A brief return in the Porsche Cup was rewarded with overall victory in the GT3 class, but beyond that there were only a few races in a Ferrari F430. Motor racing history is littered with ifs and buts, but surely never more so than in Gilardi’s case. Often in the right place, sometimes at the right time, and occasionally in the right car, he never managed to get all three together. They say drivers make their own luck, but some of that would have helped.

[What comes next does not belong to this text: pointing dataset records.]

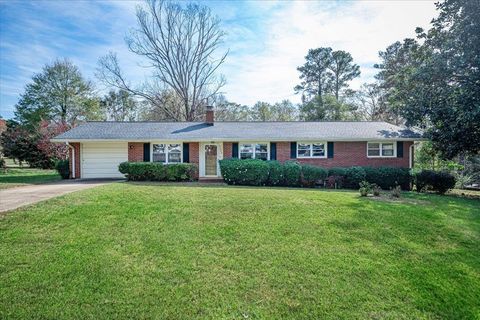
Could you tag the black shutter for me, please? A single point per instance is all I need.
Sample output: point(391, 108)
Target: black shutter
point(146, 152)
point(186, 153)
point(273, 151)
point(399, 149)
point(293, 150)
point(235, 150)
point(330, 149)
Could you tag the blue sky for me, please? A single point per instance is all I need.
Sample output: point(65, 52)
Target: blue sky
point(267, 40)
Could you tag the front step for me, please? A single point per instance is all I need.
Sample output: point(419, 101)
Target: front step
point(210, 180)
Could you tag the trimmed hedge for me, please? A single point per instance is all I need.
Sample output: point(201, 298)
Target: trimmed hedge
point(271, 173)
point(353, 177)
point(62, 168)
point(389, 177)
point(248, 172)
point(312, 174)
point(151, 171)
point(438, 181)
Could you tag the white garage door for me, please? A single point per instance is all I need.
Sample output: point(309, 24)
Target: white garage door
point(101, 160)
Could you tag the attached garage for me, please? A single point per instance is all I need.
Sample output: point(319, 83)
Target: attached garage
point(101, 159)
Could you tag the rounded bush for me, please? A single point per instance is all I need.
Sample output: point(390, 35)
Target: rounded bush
point(312, 174)
point(353, 177)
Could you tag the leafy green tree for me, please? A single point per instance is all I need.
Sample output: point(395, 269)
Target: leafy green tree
point(315, 74)
point(119, 106)
point(280, 111)
point(434, 82)
point(58, 93)
point(343, 70)
point(330, 109)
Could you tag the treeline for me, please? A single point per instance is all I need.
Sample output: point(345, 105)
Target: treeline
point(431, 82)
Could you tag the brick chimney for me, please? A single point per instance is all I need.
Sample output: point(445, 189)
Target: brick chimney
point(209, 116)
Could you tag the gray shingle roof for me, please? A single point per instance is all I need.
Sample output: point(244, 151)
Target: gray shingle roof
point(237, 131)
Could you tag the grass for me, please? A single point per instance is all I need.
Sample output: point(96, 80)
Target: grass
point(166, 251)
point(15, 177)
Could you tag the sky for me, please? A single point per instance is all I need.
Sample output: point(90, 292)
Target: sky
point(267, 40)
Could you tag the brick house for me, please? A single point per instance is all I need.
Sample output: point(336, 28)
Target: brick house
point(96, 148)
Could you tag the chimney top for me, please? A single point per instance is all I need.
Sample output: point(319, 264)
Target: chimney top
point(209, 116)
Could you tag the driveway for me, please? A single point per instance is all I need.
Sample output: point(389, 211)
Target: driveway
point(21, 196)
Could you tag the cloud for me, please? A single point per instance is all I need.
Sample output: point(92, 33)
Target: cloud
point(266, 70)
point(267, 39)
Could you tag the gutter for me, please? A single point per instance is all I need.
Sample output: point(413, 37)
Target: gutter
point(73, 158)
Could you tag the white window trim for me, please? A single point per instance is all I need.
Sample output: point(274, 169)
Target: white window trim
point(253, 142)
point(380, 144)
point(325, 144)
point(166, 154)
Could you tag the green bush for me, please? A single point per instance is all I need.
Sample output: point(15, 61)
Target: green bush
point(252, 172)
point(152, 171)
point(291, 173)
point(275, 173)
point(353, 177)
point(389, 177)
point(438, 181)
point(63, 169)
point(312, 174)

“Yes, that’s true,” he says with a smile, “but I really have only one big regret. At Macau in 1991 TOM’S Toyota made me an offer for the Japanese Formula 3 season in ’92. They were also taking Tom Kristensen and Jacques Villeneuve, two friends and rivals. Jacques and I were on the same plane home from Macau and he said to me ‘I’ve decided to do it. I will race for them next season, and you must come too, we’ll find a place to live so we won’t be all on our own in Japan’. But I wasn’t so sure, maybe I didn’t give it enough thought and in the end I turned the offer down. That was stupid, a bad decision.”

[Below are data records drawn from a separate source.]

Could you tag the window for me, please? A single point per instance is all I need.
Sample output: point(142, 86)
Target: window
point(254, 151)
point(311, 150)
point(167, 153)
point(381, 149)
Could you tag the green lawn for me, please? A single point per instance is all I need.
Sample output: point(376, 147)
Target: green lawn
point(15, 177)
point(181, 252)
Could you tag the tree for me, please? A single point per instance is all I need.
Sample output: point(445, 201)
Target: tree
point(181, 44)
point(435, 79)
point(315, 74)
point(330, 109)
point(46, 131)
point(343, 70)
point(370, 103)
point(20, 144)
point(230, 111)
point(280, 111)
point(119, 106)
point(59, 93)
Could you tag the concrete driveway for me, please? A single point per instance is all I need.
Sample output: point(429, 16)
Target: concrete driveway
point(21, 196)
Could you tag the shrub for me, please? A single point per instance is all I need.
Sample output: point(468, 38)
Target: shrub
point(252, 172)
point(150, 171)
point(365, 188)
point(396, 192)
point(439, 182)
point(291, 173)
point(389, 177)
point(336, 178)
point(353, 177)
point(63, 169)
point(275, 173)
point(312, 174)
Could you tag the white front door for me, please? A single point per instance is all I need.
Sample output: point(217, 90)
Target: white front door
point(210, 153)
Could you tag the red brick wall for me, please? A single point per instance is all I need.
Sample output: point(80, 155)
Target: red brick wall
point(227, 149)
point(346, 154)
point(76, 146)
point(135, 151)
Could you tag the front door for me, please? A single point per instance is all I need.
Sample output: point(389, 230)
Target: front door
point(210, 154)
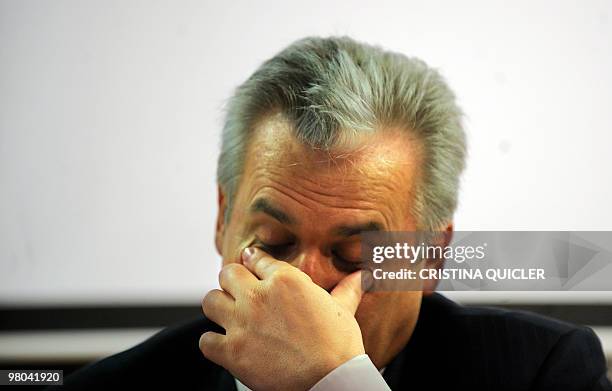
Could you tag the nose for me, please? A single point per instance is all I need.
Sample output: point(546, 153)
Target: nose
point(319, 267)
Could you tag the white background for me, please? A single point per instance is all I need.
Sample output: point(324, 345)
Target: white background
point(110, 116)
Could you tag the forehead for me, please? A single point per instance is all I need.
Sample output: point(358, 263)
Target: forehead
point(378, 171)
point(388, 152)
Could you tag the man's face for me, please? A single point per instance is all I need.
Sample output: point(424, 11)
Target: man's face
point(308, 207)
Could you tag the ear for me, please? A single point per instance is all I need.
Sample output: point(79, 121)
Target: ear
point(429, 285)
point(220, 228)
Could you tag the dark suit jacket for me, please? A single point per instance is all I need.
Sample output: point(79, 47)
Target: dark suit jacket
point(453, 348)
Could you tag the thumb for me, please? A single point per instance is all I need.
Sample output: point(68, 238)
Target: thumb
point(348, 292)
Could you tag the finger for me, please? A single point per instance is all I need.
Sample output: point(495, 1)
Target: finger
point(348, 292)
point(260, 263)
point(218, 306)
point(213, 346)
point(235, 278)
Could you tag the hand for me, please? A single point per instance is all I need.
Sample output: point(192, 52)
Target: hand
point(283, 332)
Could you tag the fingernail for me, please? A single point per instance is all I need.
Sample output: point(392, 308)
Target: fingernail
point(367, 280)
point(247, 254)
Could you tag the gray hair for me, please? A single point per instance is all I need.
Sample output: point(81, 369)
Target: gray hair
point(333, 87)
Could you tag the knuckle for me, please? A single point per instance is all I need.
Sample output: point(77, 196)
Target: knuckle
point(209, 300)
point(229, 271)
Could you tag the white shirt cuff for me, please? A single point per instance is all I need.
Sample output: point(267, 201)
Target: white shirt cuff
point(358, 373)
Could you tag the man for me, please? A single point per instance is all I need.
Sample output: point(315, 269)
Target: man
point(328, 139)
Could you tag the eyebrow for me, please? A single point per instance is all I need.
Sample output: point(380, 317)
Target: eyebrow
point(345, 230)
point(263, 205)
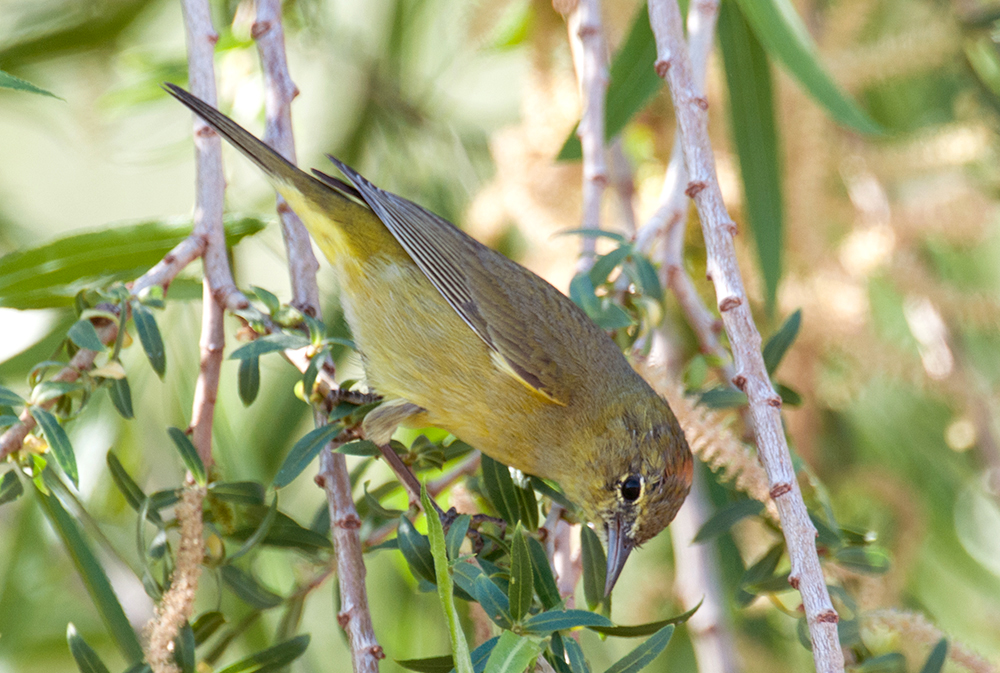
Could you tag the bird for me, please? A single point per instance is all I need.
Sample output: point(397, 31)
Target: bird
point(453, 334)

After so many missed opportunities, Andrea’s dream of following his young karting and Formula 3 rivals to the top slipped from his grasp. Walking away from the sport, he began a new life as an instructor at Andrea de Adamich’s performance driving school at Varano before moving to the Porsche school in 2001. This year he joined Guidare Pilotare BMW, which is owned by former F1 driver Siegfried Stohr, and teaches owners how to handle the company’s powerful M-cars as well as a new range of hybrid and electric vehicles.
“It might seem strange to many people,” Gilardi says, “but I have so many happy memories of my early success and don’t dwell on what I might have done with the talent I was given. Now I have discovered a new passion for mountain biking – not so fast, maybe, but still a challenge on all those steep and narrow tracks. I still love motor racing, of course – I am Italian and we are all passionate about the sport. That’s why I started on the kart, for the driving, the competition, the love of racing.”
We put away the scrapbooks, the archive photos, and start on some pasta, with a glass of his favourite Barbera. As you read this, Gilardi is probably showing a BMW customer just what his new car can do. Or perhaps he’s riding up and down the slopes near his home in the foothills of Mont Blanc. He remains a happy man, with fond memories.